Whether mineral or organic membranes are employed, good processing
efficiencies are obtained when the filtered clarified juice (or,
permeate) represents more than 98% of the feed to the membrane, and
the retentate (i.e., the colloidal matter and macromolecules with a
size larger than the cut-off of the membrane) represents less than
2% of the feed. For this reason, a screening step may be performed
prior to the filtration, in which conventional screening methods
are employed to remove particulate matter and/or undissolved solids
having a size of from about 200 to 1,000 microns, preferably from
about 300 to 500 microns.
When the solvent transports towards the membrane surface, it
carries solute which is rejected at the membrane surface, resulting
in an accumulation of solute on the membrane. This accumulation can
lead to the formation of a gel layer or secondary membrane. The
resistance of the gel layer can be greater than that of the
membrane, particularly if the gel layer is allowed to become
excessively thick and/or compacted. This occurrence, termed fouling
of the membrane pores, is a recurrent problem. Fouling can be
reduced, and periods of operation extended, however, by adding at
periodic intervals a pulse (or, backwash) step, during which the
flow through the filter is briefly reversed opening blocked pores.

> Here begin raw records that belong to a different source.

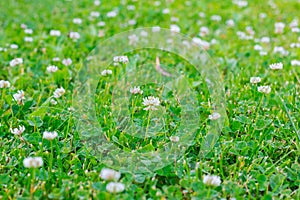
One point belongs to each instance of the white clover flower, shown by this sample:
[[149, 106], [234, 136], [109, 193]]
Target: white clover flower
[[111, 14], [132, 22], [94, 14], [74, 35], [17, 131], [214, 116], [265, 39], [56, 59], [50, 135], [59, 92], [175, 28], [19, 96], [276, 66], [151, 103], [230, 23], [204, 44], [155, 29], [279, 27], [121, 59], [293, 63], [4, 84], [28, 39], [212, 180], [204, 31], [106, 72], [33, 162], [258, 47], [53, 102], [166, 11], [55, 33], [101, 24], [280, 50], [174, 139], [15, 62], [110, 174], [52, 68], [264, 89], [136, 90], [14, 46], [130, 7], [133, 39], [77, 21], [97, 2], [255, 80], [216, 18], [114, 187], [28, 31], [67, 61]]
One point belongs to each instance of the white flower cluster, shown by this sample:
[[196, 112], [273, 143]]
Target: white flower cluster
[[112, 175], [151, 103], [33, 162]]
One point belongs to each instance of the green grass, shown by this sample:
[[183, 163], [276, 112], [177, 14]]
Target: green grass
[[257, 153]]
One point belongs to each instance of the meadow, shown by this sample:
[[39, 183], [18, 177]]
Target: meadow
[[89, 111]]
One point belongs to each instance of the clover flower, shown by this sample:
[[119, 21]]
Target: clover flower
[[110, 174], [136, 90], [214, 116], [19, 96], [17, 131], [106, 72], [4, 84], [255, 80], [264, 89], [211, 180], [33, 162], [276, 66], [151, 103], [52, 68], [114, 187], [15, 62], [49, 135]]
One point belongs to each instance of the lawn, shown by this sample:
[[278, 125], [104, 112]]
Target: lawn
[[137, 99]]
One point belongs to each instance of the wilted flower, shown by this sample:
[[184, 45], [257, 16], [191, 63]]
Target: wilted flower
[[59, 92], [114, 187], [110, 174], [52, 68], [33, 162], [276, 66], [67, 61], [55, 33], [74, 35], [17, 131], [19, 96], [49, 135], [77, 21], [255, 80], [15, 62], [214, 116], [106, 72], [136, 90], [4, 84], [211, 180], [264, 89], [151, 103]]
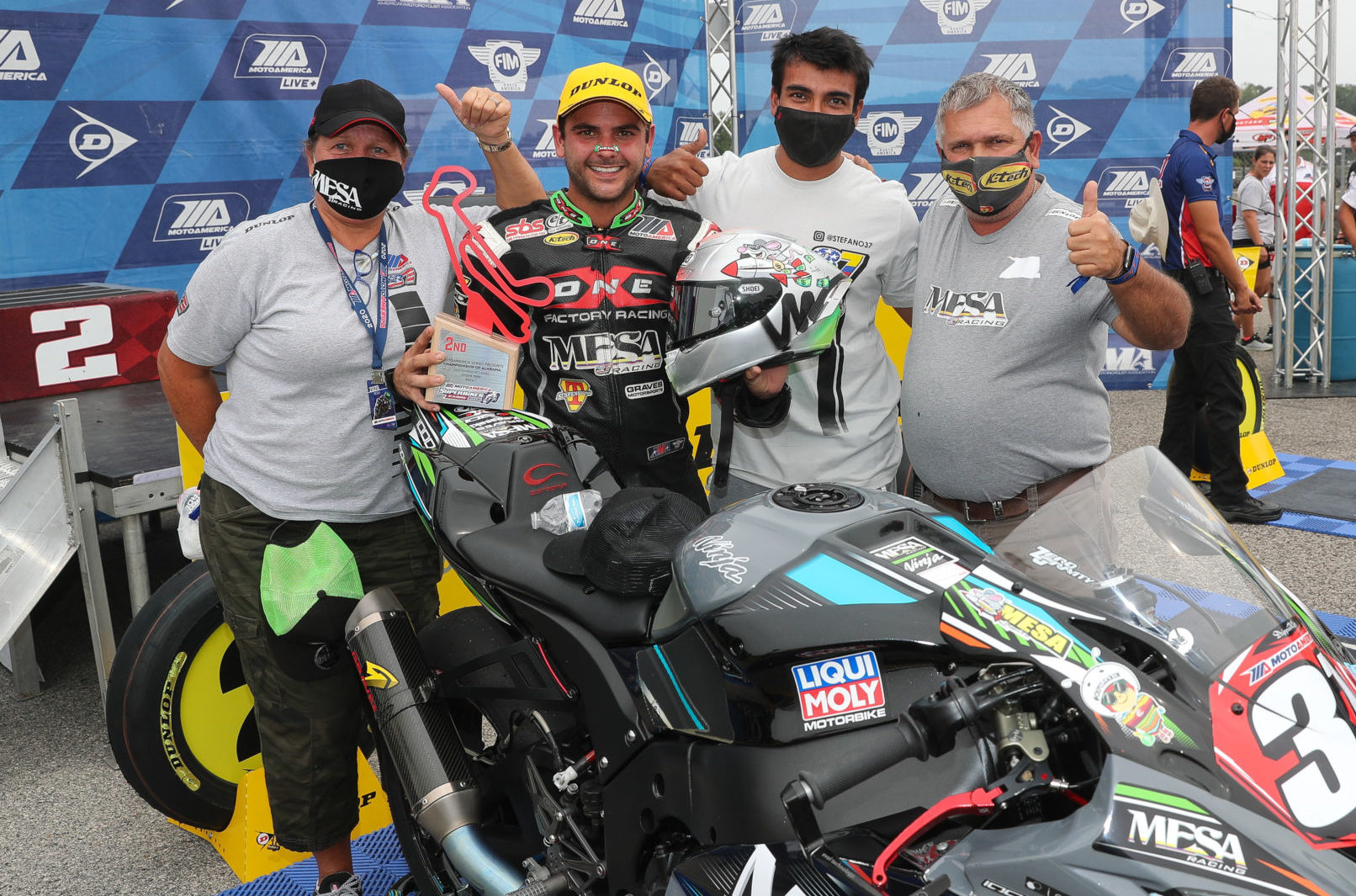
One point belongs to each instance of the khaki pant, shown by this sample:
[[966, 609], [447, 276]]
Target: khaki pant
[[310, 731]]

At less frequent intervals, the membrane is cleaned to remove the
particulate matter collected. A substantial increase in the
differential pressure between the feed side and the permeate side
of a filter to a predetermined level is used to determine when to
backwash/clean the filter.
Large scale implementation of this process normally derives
efficiency gains from either (a) the parallel operation of several
filters, with at least one filter being cleaned or awaiting
service, so that continuous filtration is available, and/or (b)
multistage, or serial operation, of several filters. Multistage
operation is best understood in comparison to batch and
single-stage operations. In a batch filtration, the feed solution
is pumped continuously from a holding tank, through an
ultrafiltration unit, and then back into the holding tank. As
solvent is removed, the level in the holding tank falls and
solution concentration increases. In the similar single-stage
continuous operation (also termed a "feed and bleed" process), a
feed stream is pumped from a holding tank into the circuit of a
larger circulation stream, in which a large pump is used to pump
the stream continuously through the membrane unit. The concentrated
product is bled from the circuit at the same rate as the feed
stream. A multi-stage continuous filtration operation employs the
"bleed" from stage n as the "feed" for stage n+1. Each stage
operates at essentially a constant concentration, which increases
from the first stage to the last. The concentration of the bleed
from the last stage is the final concentration of the multistage
process.
In the multi-stage process, the temperature of the ultra-filtration
process is usually maintained from about 65.degree. C. to
80.degree. C., preferably from about 68.degree. C. to 72.degree.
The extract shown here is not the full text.